I really don't think the reports failure to mention the fact that an international pharma-co was pressured by their government into discontinuing sales to states that use the drug to administer the death penalty is quite as damming to the report's credibility. Frankly, I don't think the report even should discuss international policy preference's effects on Ohio's death penalty. I believe the purpose of the report is to ensure that the state's process is administer in a fair and proper way, not justify the existence of the process generally. Not sure if that was hyperbole, but I don't think the omission calls the credibility of remainder of the report into question at all.

As to your comment concerning the unavailability of other methods of exoneration, I don't have a problem with that either. I believe the appropriate time for exoneration is at the TRIAL, not in lengthy and costly subsequent appeals. While I believe that DNA as a practical tool is useful (especially for defendant's that might not have had the technology available at the time of their trial), I don't know what other methods of exoneration you would like to see unless it amounts to a partial retrial. Additionally, as we discussed at the beginning of the semester, it seems logical that the threat of the availability of the death penalty seems to tip the scales in favor of the defendant (slightly higher standard than your average "beyond a reasonable doubt"), so these continuous appeals seem add more cost than I think they're worth.
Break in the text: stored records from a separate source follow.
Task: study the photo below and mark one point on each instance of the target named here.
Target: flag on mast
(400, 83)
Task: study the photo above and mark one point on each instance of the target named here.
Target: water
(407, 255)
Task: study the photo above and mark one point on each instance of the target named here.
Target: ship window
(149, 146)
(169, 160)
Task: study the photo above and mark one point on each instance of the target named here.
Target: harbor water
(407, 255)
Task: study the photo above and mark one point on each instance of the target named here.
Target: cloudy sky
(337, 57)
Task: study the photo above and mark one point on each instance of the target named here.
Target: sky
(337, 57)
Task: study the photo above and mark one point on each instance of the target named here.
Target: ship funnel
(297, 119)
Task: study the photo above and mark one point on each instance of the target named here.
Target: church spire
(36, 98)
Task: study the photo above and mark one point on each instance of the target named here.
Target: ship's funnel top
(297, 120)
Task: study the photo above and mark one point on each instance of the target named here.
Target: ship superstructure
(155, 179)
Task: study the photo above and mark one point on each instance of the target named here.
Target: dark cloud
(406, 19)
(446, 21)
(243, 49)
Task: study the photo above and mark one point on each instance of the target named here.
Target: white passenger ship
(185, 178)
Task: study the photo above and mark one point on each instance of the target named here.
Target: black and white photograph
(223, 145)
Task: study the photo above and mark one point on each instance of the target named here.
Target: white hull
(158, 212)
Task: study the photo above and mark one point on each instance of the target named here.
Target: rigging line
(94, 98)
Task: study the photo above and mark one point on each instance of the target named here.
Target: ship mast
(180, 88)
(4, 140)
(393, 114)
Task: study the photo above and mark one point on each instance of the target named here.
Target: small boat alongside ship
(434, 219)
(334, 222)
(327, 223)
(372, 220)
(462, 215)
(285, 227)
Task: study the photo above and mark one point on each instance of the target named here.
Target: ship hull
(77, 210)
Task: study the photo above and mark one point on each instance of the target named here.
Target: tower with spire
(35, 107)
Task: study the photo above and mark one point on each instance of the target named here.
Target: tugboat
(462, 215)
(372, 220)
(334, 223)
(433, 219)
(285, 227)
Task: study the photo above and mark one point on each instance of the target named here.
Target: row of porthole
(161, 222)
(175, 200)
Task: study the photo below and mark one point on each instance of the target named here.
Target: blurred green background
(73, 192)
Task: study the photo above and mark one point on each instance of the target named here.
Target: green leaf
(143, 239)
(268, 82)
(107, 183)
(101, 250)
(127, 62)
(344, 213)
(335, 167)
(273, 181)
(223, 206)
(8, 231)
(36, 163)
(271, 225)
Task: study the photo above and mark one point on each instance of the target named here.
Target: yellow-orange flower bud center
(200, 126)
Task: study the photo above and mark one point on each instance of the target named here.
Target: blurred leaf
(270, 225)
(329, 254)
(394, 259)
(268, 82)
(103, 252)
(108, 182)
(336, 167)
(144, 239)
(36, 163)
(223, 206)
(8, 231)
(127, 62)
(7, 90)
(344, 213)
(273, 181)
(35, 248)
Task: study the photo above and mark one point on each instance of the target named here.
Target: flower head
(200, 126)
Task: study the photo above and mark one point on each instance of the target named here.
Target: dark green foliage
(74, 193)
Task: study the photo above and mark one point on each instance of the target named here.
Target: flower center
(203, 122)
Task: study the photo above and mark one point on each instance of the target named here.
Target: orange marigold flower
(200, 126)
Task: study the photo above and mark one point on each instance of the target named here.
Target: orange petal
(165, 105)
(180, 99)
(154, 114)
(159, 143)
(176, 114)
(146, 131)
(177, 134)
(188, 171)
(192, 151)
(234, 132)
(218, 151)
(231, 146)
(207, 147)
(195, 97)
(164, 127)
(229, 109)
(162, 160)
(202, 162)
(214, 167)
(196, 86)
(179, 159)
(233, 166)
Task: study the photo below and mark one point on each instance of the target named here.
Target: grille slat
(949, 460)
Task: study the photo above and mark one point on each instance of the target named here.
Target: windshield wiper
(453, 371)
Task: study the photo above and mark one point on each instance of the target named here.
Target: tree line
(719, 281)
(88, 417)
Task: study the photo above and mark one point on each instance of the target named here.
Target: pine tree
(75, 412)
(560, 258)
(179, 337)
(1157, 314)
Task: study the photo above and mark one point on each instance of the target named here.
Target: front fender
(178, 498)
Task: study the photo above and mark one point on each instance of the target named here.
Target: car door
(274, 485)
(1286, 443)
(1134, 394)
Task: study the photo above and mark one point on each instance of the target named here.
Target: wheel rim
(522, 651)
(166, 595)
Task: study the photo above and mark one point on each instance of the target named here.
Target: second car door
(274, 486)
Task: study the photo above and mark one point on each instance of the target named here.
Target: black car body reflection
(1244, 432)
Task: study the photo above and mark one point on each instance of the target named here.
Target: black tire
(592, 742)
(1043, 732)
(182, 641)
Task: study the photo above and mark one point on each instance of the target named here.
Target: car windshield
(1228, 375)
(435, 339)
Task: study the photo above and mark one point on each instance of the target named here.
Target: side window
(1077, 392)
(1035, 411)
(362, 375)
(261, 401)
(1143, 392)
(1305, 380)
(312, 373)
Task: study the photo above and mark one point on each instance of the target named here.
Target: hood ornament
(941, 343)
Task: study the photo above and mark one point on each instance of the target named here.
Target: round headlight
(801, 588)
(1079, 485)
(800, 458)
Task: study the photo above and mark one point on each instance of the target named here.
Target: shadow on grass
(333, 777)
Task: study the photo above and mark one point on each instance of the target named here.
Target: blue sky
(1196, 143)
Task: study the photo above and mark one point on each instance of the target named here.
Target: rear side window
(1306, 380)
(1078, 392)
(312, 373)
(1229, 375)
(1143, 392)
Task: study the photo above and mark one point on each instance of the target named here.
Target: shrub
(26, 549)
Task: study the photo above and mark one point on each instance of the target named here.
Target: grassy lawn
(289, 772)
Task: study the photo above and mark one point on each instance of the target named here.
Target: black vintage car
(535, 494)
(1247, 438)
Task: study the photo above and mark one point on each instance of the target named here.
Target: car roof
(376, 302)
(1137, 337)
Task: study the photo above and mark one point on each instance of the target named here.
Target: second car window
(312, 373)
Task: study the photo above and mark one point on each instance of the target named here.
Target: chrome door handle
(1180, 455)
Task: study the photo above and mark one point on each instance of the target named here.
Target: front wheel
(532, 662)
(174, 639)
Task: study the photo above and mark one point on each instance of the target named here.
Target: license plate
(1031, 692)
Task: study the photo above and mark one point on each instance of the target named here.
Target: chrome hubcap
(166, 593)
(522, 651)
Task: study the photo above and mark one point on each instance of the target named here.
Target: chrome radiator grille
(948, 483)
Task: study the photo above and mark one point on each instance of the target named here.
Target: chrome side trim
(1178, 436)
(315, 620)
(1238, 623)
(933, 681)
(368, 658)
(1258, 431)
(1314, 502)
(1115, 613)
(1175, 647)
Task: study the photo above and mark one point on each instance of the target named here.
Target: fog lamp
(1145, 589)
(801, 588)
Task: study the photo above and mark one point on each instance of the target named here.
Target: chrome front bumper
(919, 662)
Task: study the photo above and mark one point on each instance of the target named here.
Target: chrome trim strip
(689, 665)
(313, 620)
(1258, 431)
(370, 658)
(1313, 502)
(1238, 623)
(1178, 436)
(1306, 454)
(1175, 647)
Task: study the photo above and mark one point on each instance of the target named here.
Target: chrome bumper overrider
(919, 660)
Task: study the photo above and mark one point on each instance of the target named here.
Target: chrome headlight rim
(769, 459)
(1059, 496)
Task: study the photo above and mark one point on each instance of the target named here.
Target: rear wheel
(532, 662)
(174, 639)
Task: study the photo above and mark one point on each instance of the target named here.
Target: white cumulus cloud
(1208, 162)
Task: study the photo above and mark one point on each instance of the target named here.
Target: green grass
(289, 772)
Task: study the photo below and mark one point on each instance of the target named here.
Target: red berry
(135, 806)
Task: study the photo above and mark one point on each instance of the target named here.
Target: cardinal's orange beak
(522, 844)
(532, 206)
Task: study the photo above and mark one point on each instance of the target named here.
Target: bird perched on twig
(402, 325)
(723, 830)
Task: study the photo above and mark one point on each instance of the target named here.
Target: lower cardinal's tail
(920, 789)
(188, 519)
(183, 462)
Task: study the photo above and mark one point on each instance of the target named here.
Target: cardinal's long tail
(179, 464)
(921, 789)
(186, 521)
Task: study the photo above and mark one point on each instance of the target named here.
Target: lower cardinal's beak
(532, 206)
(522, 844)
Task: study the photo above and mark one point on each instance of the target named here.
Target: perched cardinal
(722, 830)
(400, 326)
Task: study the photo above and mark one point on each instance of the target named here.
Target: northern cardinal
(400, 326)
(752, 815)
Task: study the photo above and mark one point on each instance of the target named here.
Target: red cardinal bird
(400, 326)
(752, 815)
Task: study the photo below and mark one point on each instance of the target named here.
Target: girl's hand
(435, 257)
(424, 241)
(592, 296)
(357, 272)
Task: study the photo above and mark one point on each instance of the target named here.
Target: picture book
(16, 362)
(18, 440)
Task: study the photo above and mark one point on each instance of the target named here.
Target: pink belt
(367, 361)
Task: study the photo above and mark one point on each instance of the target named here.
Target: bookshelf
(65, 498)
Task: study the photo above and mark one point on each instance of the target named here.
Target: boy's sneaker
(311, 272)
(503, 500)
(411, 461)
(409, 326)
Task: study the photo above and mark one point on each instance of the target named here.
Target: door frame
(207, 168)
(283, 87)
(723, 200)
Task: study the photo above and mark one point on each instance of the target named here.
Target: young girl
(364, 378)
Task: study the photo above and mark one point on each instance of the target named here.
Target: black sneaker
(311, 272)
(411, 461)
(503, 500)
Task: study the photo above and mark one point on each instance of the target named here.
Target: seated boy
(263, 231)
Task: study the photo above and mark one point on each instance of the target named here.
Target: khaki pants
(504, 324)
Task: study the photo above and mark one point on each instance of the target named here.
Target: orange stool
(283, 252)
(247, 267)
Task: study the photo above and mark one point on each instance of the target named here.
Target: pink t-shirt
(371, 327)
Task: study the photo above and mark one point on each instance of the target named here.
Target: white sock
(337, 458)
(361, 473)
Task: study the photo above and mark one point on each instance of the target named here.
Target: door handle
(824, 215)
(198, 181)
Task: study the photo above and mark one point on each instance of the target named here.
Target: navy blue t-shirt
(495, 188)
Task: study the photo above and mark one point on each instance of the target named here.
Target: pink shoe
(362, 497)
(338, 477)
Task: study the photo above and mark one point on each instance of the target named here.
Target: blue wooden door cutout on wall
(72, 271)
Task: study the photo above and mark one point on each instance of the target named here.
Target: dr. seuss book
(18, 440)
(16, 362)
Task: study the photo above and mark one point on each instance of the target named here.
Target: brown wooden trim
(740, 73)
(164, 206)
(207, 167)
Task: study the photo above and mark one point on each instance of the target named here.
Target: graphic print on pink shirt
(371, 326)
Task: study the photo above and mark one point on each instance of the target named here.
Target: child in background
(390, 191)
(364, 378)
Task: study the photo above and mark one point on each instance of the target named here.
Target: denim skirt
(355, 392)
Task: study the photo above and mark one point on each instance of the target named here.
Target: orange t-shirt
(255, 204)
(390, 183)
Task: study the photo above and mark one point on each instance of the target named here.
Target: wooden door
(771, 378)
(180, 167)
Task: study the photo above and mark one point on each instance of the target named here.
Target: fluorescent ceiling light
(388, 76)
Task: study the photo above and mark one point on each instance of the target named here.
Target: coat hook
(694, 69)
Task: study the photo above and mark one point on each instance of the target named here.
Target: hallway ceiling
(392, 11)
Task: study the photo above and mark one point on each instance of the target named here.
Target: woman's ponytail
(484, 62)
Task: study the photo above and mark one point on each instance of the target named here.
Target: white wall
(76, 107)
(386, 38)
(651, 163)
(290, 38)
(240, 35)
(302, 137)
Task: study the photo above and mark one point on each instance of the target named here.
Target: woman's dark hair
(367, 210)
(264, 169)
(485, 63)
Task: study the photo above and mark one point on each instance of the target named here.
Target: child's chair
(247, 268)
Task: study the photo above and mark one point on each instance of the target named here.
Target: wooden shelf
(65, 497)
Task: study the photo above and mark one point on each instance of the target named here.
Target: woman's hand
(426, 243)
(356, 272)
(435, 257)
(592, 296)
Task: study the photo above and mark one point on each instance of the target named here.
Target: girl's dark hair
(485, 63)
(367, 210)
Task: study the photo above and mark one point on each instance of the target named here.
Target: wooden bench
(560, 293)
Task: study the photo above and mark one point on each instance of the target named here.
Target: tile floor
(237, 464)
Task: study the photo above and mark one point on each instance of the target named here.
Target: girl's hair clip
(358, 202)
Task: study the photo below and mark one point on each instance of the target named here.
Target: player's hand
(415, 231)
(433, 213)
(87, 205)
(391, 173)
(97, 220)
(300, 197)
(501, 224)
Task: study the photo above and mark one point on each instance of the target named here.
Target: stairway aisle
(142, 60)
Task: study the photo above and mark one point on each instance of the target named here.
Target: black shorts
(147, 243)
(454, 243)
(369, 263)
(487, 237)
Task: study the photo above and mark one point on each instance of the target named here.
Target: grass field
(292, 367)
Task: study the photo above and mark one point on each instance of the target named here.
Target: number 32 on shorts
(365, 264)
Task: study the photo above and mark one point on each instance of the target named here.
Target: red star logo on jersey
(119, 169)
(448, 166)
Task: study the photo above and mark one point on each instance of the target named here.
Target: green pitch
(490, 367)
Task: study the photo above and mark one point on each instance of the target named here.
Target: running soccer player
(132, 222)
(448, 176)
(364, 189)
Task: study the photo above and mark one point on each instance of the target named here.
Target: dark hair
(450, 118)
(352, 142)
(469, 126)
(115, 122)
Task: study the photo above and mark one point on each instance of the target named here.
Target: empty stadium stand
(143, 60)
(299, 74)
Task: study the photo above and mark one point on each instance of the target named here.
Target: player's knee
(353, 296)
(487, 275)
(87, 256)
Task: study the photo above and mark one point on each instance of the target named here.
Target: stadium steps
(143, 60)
Note: If Isabella's link does not work for you, copy and paste the address and remove the ending "/"

Posted by: JT | Sep 19, 2011 10:59:29 AM

I agree with Isabella that the possible prejudice that may result in only allowing DNA evidence to exonerate is a valid issue and that it would be a good use of the task force's time to look into what other kinds of evidence may be considered. I think the matter of life and death trumps efficiency and cost concerns that arise with appeals and post-trial considerations. The fact that the system "seems" to tip in favor of a defendant does not convince me that further judiciary proceedings are not worth while if there is any possibility that an innocent person be executed. I realize this opens the door for slippery slope arguments about just how much we will allow a death row inmate to do to prove his innocence, but at the very least, it is something that is worth further consideration by experts in the field.

Posted by: Ranya Elzein | Sep 19, 2011 8:51:57 PM

The Georgia Parole Board denied clemency for Troy Davis:


Anne MacPhail - mother of the victim - said she's satisfied that Davis will be executed because she believes that "justice is done" and that it would bring her "closure". We talked briefly earlier in the semester whether or not what victims want should play a role in sentencing. This example is one where victims are easily overwhelmed by pure retributive reasons and are clearly not a good source to determine an appropriate sentence.

Posted by: Biru C. | Sep 20, 2011 9:48:27 AM


I completely agree with your underlying belief that "if one innocent person may be killed, we should do everything possible to prevent that loss." But if that is really our paramount goal, then I believe we should eliminate the death penalty altogether. Even if every defendant is given 100 appeals, there is still a risk that we may execute an innocent one. So, if you're going to have this penalty then I think cost/efficiency considerations need to be taken into account. To that end, I think the DNA exoneration provision is sufficient because, in my nonexpert estimation, most post-conviction exonerations come from DNA evidence, not rehearings about the other forms of evidence.

So what I was getting at in the previous post is this: as a threshold matter there is the decision as to whether or not to have the death penalty, then another decision as to how to administer the penalty. After a state (like Ohio) has decided to have the death penalty, then I don't think Italy's opinion of the legitimacy of the Death penalty has any importance and also a State really needs to really consider the cost/efficiency of the process for administering the penalty.